9.Bölüm - ''Keşke ölseydim.''

128 7 0
                                    

Aradan 15 dakika geçmişti. Orta yaşına yakın bir çift hastaneyi birbirine katmıştı. Bunlar Jung Min’le Hye Mi’nin annesi Ha Neul ve babası Lee Jong’tu. Olanlardan haberleri vardı. Tüm olanlardan… Ha Neul sinir krizi geçiriyordu, Lee Jong ise büyük bir acı ve sinir yaşıyordu. Karısını zar zor tutmaya çalışırken kendi de dayanmaya çalışıyordu. Jae, Jung Min’in başındaydı ve acılı anne babanın sesi tüm hastaneyi kaplamıştı, duyuyordu. Tarifsiz bir acıydı. Bir anne baba için evladını, canından bir parçayı kaybetmek… Lee Jong, Jung Min’e inanılmaz derecede öfkeliydi. Az sonra Ha Neul iyice fenalaşınca onu acile kaldırmak zorunda kaldılar. Lee Jong ayakta zor duruyordu. Acı hıçkırıklarla ağlıyordu, güçlü olmaya çalışıyordu. O an Jung Min için de telaşlanmıştı, kızsa da bağırsa da tek oğluydu, evladıydı. Ama ona ölesiye kızgındı. Onu parçalayabilirdi.

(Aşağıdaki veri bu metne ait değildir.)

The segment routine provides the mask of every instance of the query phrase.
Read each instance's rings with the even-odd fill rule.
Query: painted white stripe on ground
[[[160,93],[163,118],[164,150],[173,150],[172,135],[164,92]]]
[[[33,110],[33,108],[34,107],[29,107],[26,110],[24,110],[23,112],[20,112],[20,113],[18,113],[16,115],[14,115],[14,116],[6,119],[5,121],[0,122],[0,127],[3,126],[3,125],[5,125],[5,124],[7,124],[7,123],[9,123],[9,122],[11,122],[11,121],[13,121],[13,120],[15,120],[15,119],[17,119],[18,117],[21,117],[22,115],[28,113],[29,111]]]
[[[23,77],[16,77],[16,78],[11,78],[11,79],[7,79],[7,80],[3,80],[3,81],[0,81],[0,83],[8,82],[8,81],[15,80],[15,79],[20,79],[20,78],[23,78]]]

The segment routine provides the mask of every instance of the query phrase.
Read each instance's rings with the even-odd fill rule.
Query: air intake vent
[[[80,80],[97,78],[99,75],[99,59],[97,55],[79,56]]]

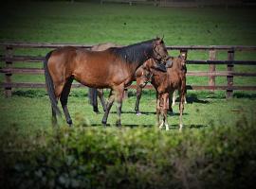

Jung Min’in odasını öğrendikten sonra bir hışımla yerinden fırlayıp koşmaya başladı. Hiç bu kadar acı hissetmemişti yüreğinde. Jung Min’in hissettikleri çok mu farklıydı sanki? Onun için de kolay değildi, hiç değildi. Kız kardeşinin gözünün önünde tecavüz edilip öldürülmesi ve hiçbir şey yapamaması… Az sonra Lee Jong kapıyı o kadar hızlı açmıştı ki, adeta kapı yerinden fırlayacaktı. Jae öylece kalakaldı. Jung Min, gözlerini zar zor açtı, sakinleştiricinin etkisiyle iyice mayışmıştı. Babasını görünce içindeki o acı yeniden canlanmıştı. Babası ne yapsa haklıydı, suçluluk duygusu hasta yatağında daha başlamıştı. Sanki can veriyormuş gibi iniltili ve çok kısık bir sesle konuşuyordu. Gözyaşları sessizce akıp giderken yastığı ıslanmıştı bile.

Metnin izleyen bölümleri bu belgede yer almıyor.